Friday July 18 th Update “WesList” proteins Wes and Mark? identified a number of potential targets based upon the presence of patents – the enzyme name, PlasmoDB ID and number of patents found were provided. It was decided that a round of target selection would be carried out to identify P. falciparum targets which might have medical relevance. I have cross-referenced this to the available P. falciparum proteins in the SGPP Target Selection database: 314 proteins were identified Selection was carried out based upon: 0 predicted TM regions Homology to PDB proteins – 55% identity threshold Homology to human redundant dataset – 55% identity threshold These proteins were also blasted against the T. brucei and L. major proteins currently present in the SGPP Target Selection database in order to identify a homologous protein dataset for target selection in these species.

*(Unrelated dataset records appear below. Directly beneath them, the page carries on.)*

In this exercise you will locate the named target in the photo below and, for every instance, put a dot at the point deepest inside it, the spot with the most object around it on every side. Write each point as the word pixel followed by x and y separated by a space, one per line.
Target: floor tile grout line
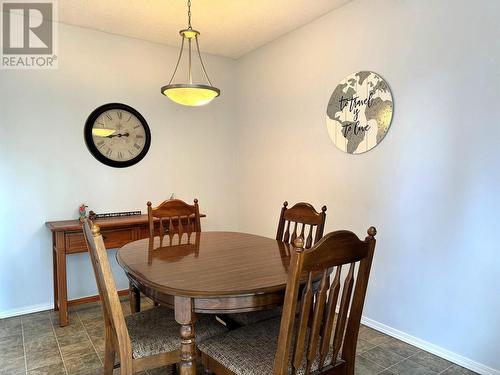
pixel 88 336
pixel 24 347
pixel 57 342
pixel 387 368
pixel 441 372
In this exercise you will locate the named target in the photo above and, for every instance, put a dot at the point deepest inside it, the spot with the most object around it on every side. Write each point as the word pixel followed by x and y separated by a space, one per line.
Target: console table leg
pixel 61 280
pixel 185 317
pixel 135 299
pixel 54 276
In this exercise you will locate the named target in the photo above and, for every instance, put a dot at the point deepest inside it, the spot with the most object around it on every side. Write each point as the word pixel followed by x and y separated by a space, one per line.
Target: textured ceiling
pixel 228 27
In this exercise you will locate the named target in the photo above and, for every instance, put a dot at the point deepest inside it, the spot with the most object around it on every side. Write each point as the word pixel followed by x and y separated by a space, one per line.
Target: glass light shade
pixel 190 94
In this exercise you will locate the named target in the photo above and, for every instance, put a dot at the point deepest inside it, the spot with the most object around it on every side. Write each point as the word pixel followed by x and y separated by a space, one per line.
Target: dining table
pixel 207 273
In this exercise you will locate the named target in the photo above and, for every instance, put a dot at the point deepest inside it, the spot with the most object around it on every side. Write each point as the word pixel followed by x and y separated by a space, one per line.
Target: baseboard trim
pixel 95 298
pixel 50 306
pixel 26 310
pixel 431 348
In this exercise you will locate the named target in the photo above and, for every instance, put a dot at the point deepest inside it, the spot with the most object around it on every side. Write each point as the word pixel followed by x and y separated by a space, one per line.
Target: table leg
pixel 62 293
pixel 185 317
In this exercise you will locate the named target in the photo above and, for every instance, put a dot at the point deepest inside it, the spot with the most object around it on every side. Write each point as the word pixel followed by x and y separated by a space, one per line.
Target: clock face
pixel 117 135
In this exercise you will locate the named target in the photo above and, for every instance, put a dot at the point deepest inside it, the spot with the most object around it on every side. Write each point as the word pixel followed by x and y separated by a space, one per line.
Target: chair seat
pixel 155 331
pixel 243 319
pixel 250 350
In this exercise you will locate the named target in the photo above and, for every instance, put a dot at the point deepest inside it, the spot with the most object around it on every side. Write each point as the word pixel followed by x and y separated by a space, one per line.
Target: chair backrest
pixel 307 339
pixel 114 320
pixel 180 217
pixel 294 221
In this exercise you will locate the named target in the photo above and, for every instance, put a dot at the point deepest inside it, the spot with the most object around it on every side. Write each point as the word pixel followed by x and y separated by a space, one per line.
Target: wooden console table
pixel 67 238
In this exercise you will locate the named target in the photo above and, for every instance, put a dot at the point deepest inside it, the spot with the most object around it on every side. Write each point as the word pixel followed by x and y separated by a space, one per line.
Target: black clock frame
pixel 89 141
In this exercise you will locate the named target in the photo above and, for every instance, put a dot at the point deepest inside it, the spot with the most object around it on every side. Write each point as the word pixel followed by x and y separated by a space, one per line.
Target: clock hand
pixel 118 135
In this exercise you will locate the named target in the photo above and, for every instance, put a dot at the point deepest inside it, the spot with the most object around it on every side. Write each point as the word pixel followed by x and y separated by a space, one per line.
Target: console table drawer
pixel 113 238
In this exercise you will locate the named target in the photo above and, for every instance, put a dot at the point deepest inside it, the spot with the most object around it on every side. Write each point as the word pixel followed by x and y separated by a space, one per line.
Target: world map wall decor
pixel 359 112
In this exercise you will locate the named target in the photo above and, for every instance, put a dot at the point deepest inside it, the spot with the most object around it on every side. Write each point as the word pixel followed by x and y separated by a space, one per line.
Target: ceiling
pixel 228 28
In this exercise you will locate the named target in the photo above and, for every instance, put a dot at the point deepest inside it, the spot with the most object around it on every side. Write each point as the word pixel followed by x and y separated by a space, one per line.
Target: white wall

Following exclusion of proteins based upon “normal” selection procedures as well as the previously discussed homology exclusions, 135 P. falciparum proteins were identified as possible targets and sent to Chris. 73 of these were identified as previously having been targeted – most likely from the previously carried out enzyme selection. A variety of data was sent to Chris, as well as the more usual sequence, length etc. Matches vs redundant human proteins match (>55% identity excluded) Matches vs PDB match (>55% identity excluded) Matches vs Structural Genomics Targets match Enzyme Name; Nbr patents; Priority This should allow him to select 96 targets from the list of 135. I did not carry out selection based upon the size thresholds in order to allow Chris to obtain 96 proteins, if necessary including a few above the 850 amino acid threshold. The average length in this set is 764; 51 proteins are above the normal size threshold of 850; 15 are longer than 1,000 amino acids. Chris will send me back a list of the proteins selected and will also send this list directly to Frank for inclusion in the WebPages and in the DB being maintained there.
It was also decided that we should attempt to obtain homologous proteins for this set for both L. major and T. brucei – I have primarily been concentrating upon T. brucei target selection. 93 T. brucei “WesList” homologues were identified for T. brucei – unfortunately the majority of those identifiable based upon T. brucei sequences already present in the SGPP target selection database were incomplete and therefore unusable. New T. brucei sequences have been downloaded from a variety of sources: 9,782 proteins are currently being parsed (this list is redundant), it appears that continuing sequencing and reannotation has provided an increased number of proteins with start and stop codons – I am waiting to complete parsing and analysis of this set before I send the “WesList” T. brucei homologue list to Chris. This will also provide T. brucei targets that are not homologous to the “WesList” set.
Few suitable homologues for the “WesList” set were identified for L. major. The L. major genome project was frozen as of the beginning of this month, and I am now (together with Chris peacock at the Sanger Institute) working on the reannotation of previously incomplete L. major chromosome sequences, together with annotation of a number of L. major chromosomes which were not included in previous L. major SGPP selections, primarily due to concerns of the quality of annotation, arising from identification of large numbers of incomplete (no start or stop codon) protein amino acid sequences (5 chromosomes worth). At SBRI we have been working on redeveloping our annotation database – these changes have been reflected in the SGPP Target Selection database and allow us to populate both databases with information on the newly identified L. major proteins. I will then identify “WesList” homologues. This will obviously allow target selection for L. major proteins in general. A new set of L. major targets can be sent to Rochester by next week.
I have obtained the progress information for Targets but we have not begun any analysis aimed at identifying correlations between sequence features and “clonability”, “expressability’ etc.